On 19 April 2015 at 09:06, Ivan Herman <ivan@w3.org> wrote:
>
>> On 19 Apr 2015, at 01:07 , ashok malhotra <ashok.malhotra@oracle.com> wrote:
>>
>> Shouldn't it be possible to create Relational tables from tabular data?
>> That is, after all, a popular use of tabular data.
>> There are probably existing tools and standards to do this but I would
>> think it was worth at least a mention.
>>
>
> Hi Ashok,
>
> I am not sure what you mean. At the moment, the group has produced (apart from the specification of the generic metadata for CSV files) a specification to convert a CSV file into simple JSON and into RDF. Do you mean to specify converting a CSV file into an RDB Table, essentially, to produce a Database Schema? I certainly see that this may be useful but (a) you seem to suggest that such tools and standards already exist for this, (b) the group certainly does not have the right expertise to do that (let alone not being chartered for it:-).
>
> What do you think is possible and worth doing under these circumstances?
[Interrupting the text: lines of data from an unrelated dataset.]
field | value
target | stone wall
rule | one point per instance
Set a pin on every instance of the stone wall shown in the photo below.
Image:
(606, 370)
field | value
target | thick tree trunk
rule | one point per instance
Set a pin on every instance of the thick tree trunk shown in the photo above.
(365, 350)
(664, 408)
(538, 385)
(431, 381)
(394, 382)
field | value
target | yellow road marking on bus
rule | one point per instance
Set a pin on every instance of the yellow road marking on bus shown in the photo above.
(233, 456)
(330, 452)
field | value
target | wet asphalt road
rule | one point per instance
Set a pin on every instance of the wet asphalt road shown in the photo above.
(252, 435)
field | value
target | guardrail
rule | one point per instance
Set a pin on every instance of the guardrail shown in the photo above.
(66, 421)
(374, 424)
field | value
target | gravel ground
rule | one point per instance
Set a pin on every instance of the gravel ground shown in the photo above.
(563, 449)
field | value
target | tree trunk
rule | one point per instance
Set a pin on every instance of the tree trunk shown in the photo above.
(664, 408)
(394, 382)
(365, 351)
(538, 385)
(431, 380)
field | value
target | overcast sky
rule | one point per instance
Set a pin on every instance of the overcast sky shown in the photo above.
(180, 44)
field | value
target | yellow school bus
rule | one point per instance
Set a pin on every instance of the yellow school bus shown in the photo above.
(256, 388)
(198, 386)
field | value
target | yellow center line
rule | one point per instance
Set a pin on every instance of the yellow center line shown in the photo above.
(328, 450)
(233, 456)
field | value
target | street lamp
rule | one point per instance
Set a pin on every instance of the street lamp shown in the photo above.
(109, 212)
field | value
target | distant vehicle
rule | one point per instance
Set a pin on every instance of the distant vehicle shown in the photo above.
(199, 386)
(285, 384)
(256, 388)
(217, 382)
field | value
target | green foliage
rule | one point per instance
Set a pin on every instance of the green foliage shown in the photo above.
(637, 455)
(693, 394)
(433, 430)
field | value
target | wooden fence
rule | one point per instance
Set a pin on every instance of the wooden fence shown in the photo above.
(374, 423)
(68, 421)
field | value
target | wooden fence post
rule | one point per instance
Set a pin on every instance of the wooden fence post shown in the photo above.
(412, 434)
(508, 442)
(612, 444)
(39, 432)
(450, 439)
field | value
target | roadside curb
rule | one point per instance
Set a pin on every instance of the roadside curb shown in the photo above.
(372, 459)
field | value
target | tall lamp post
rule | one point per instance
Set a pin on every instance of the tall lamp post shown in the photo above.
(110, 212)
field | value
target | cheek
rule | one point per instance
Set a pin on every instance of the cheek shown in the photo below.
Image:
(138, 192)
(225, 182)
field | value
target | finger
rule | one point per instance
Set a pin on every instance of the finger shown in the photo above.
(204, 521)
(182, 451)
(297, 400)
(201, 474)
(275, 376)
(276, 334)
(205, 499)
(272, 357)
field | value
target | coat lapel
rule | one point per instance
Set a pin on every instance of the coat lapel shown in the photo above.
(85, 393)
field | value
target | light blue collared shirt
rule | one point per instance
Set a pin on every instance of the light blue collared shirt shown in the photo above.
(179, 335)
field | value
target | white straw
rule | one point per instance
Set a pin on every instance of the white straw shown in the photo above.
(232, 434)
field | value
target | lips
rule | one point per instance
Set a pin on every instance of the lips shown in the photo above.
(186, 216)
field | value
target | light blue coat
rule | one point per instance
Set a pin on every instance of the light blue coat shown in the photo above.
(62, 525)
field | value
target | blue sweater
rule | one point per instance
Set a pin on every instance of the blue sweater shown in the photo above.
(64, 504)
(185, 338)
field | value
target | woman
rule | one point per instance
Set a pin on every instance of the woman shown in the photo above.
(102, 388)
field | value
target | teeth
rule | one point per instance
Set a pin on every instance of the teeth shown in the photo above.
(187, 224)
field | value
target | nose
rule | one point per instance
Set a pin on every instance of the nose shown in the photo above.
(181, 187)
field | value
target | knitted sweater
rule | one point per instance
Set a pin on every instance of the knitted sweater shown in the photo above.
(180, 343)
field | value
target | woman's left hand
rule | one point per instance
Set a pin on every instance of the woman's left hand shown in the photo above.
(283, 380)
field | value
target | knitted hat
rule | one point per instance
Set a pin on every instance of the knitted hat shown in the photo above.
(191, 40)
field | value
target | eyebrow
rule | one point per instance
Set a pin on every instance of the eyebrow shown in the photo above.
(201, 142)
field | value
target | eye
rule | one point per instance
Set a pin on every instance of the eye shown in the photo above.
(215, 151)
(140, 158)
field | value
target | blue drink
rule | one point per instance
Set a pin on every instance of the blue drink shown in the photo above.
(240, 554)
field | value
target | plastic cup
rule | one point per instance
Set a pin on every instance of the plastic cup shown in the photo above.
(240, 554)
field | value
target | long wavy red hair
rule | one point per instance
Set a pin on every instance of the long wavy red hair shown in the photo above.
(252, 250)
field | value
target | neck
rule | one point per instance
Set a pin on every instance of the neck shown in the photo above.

It is really not clear to me...

Perhaps Ashok is alluding to the RDB2RDF efforts that he co-chaired,
and that our charter refers to, i.e.
http://www.w3.org/2013/05/lcsv-charter "The output of the mapping
mechanism for RDF MUST be consistent with either the RDF Direct
Mapping or R2RML so that if a table from a relational database is
exported as CSV and then mapped it produces semantically identical
data." The draft at
https://github.com/w3c/csvw/wiki/Deviations-from-the-charter and re
direct mappings https://github.com/w3c/csvw/issues/455 are pertinent,
articulating how the CSVW csv2rdf work corresponds to a basic RDB2RDF
direct mapping and also explains why we didn't try to push the idea of
using R2RML further, although we left in appropriate extensibility
hooks.

There is btw a rough experiment at
https://github.com/w3c/csvw/blob/gh-pages/examples/tests/scenarios/chinook/attempts/attempt-1/chinook.rml.ttl
(and nearby) that shows one way of applying a nonstandardized variant
of R2RML ("RML") to this problem, mapping in that case several linked
relational tables (serialized to CSV) into RDF. The Wiki link above
explains why we didn't feel this line of enquiry was ready for the
REC-track, although the approach we have taken puts in place several
important pieces that would be necessary for R2RML-based mapping
approaches to be fruitfully explored.

Although conceptually a bundle of CSVs can seem very much like a
relational database, the workflows, skills, incentives and tooling
surrounding their publication can vary significantly from the RDB
world. I believe we've found a reasonable and attractive tradeoff
between simplicity and expressivity: the CSVW design maps similarly
into both colloquial JSON and into reasonably expressive RDF, while
providing hooks for other mapping approaches (both textual e.g.
Mustache-style) and semweb (more complex RDF triple patterns via
R2RML/RML) to be attached when the expertise and interest is there.

But perhaps I am over-interpreting Ashok's "Shouldn't it be possible
to create Relational tables from tabular data?" question. Another
angle is to note that
http://www.w3.org/TR/tabular-data-model/#datatypes +
http://www.w3.org/TR/tabular-data-model/#dfn-table-foreign-keys are
probably the most important reference for considering w.r.t. RDB/SQL
dumps, and that it might be useful to have an "at a glance" paragraph
(in our Wiki or blog if not in specs) for SQL-oriented readers that
could help encourage people with the appropriate expertise to create
tools that turn CSVs + W3C CSVW metadata back into e.g.
MySQL/PostGres/Oracle/etc SQL database creation scripts. Perhaps
Gregg's recent post at
http://greggkellogg.net/2015/04/implementing-csv-on-the-web/ even does
this, i.e. a Postgres expert reading that blog post and building on
top of https://github.com/ruby-rdf/rdf-tabular might find it trivial
to write import/export tools.

Dan

Received on Sunday, 19 April 2015 10:30:17 UTC